Federation U: in the region, by the region, for the region

Federation U has a plan in place to enrol enough students to survive. Now VC Duncan Bentley wants to make it so important to its regions it will thrive.

In 2022, the dual-sector provider in regional Victoria was in such a state for enrolments that it proposed closing its arts degree. To which the National Tertiary Education Union responded, “we need an urgent intervention with emergency funding to save this key pillar of regional higher education.”

But as Vice-Chancellor Duncan Bentley argued in The Australian the other week, universities cannot keep asking for public money to do more of the same that isn’t working. But, he added, the state should stump up “for innovation that genuinely meets student needs.”

Fed U management has stage one of its innovation plan to do this in-place. It will need money from government and industry to implement stage two.

The university still has a traditional degree structure (there’s a BA) but students also integrate work and study via an industry partnership model for both higher education and TAFE streams. “Direct connection to employers, paid placements, career preparation and workplace skill development, supported by a leader in student support, skills development and social equity,” is the sell.

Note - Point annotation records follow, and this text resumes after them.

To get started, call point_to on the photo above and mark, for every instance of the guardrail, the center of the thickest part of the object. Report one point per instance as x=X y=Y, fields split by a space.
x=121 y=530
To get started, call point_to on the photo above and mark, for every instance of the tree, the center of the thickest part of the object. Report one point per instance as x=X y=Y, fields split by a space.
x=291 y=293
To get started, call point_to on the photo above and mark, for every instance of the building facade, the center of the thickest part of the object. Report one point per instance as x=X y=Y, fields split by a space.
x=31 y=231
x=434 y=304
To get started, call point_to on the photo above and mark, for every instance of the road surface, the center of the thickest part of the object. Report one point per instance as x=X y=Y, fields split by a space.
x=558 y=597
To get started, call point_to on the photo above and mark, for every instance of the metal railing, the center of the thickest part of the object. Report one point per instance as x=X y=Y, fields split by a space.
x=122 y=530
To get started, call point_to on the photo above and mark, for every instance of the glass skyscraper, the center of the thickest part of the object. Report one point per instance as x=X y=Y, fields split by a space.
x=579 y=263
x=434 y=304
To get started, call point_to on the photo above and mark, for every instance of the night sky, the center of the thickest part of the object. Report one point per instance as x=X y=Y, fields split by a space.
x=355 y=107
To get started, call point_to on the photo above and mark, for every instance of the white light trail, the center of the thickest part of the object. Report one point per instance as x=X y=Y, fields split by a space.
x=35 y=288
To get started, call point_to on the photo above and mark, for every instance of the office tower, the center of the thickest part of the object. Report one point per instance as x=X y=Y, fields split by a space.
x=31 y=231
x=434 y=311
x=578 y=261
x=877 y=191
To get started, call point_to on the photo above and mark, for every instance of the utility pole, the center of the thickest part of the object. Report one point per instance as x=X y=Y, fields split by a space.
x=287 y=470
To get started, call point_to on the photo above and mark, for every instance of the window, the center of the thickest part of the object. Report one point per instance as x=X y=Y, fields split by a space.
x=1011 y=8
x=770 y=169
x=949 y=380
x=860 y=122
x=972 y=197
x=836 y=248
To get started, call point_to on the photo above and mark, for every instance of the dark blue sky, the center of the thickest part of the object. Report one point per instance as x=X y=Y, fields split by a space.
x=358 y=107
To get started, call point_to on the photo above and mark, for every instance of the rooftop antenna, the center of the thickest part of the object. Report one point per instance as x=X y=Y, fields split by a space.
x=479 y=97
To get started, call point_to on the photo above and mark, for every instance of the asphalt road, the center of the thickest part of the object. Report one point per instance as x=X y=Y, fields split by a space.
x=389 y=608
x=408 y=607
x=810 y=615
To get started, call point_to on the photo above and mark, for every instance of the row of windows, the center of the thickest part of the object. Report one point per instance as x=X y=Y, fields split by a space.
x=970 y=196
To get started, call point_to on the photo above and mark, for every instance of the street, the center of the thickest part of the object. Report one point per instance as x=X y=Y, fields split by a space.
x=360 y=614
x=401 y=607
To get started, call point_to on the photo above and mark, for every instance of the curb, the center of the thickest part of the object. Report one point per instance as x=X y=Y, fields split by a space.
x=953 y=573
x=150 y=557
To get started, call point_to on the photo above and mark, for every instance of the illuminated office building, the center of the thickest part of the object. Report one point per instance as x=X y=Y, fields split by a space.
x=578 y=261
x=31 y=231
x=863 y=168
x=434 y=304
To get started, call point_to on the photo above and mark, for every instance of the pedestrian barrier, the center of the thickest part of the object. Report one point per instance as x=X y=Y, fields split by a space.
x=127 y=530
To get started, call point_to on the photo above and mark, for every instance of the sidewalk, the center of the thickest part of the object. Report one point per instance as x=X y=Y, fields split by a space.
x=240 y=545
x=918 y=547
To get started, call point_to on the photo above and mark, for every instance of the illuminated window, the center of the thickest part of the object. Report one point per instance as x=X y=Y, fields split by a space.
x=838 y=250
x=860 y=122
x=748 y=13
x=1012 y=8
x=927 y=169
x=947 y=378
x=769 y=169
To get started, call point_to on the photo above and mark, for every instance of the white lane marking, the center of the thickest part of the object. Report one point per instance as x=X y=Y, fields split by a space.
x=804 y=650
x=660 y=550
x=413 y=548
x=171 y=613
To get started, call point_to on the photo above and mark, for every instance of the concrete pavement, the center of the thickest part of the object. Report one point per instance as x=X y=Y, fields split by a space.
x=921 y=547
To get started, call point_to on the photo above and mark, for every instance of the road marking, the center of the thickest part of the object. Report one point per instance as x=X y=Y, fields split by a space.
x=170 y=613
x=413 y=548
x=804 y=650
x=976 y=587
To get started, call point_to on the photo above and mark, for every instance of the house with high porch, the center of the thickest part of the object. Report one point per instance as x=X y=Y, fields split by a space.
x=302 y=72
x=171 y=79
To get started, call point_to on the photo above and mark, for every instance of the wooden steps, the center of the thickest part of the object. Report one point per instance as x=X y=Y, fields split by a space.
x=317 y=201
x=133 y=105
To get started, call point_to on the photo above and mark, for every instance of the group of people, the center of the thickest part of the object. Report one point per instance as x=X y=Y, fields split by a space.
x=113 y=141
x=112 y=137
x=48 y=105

It’s too early to say whether Federation U’s Co-op Model will work with students and if industry will embed it in staffing, but the university had to do something to slow the flow of students out of its doors.

According to the strategy, making the university a magnet that not only holds locals but attracts students and industry funding from outside depends on just announced stage two, “high growth community partnerships to create education-to-job pipelines that boost attainment and drive regional development in key communities.”

The university wants $169m in four packages, one for each of the regions it serves, all emphasising training, technology and jobs.

Much of it is for standards , campus refurbs and capex but this is more than the standard National Party playbook, that government must support bush communities. The message is that universities are the best hope for the regions’ (and Berwick, which is hardly rural or remote, and is surrounded by suburbs full of students, but who ever let the golden prospects of one campus get in the way of an organisational pitch). 

“Without clear investment in education-to-jobs pathways; economic stagnation and population decline puts local services and businesses under more pressure, communities face job-market misalignment, with local employment growth not keeping  pace with workforce needs, increasing commuting costs and infrastructure strain growing place-based inequalities contribute to poorer health, mental health, wellbeing outcomes and fraying social cohesion.

And that’s the pitch – Fed U in each region, by each region and for each region. Whether their pitch is torpedoed or supercharged by the decision to send out a press release endorsing the Coalition’s international caps policies during the election campaign remains to be seen.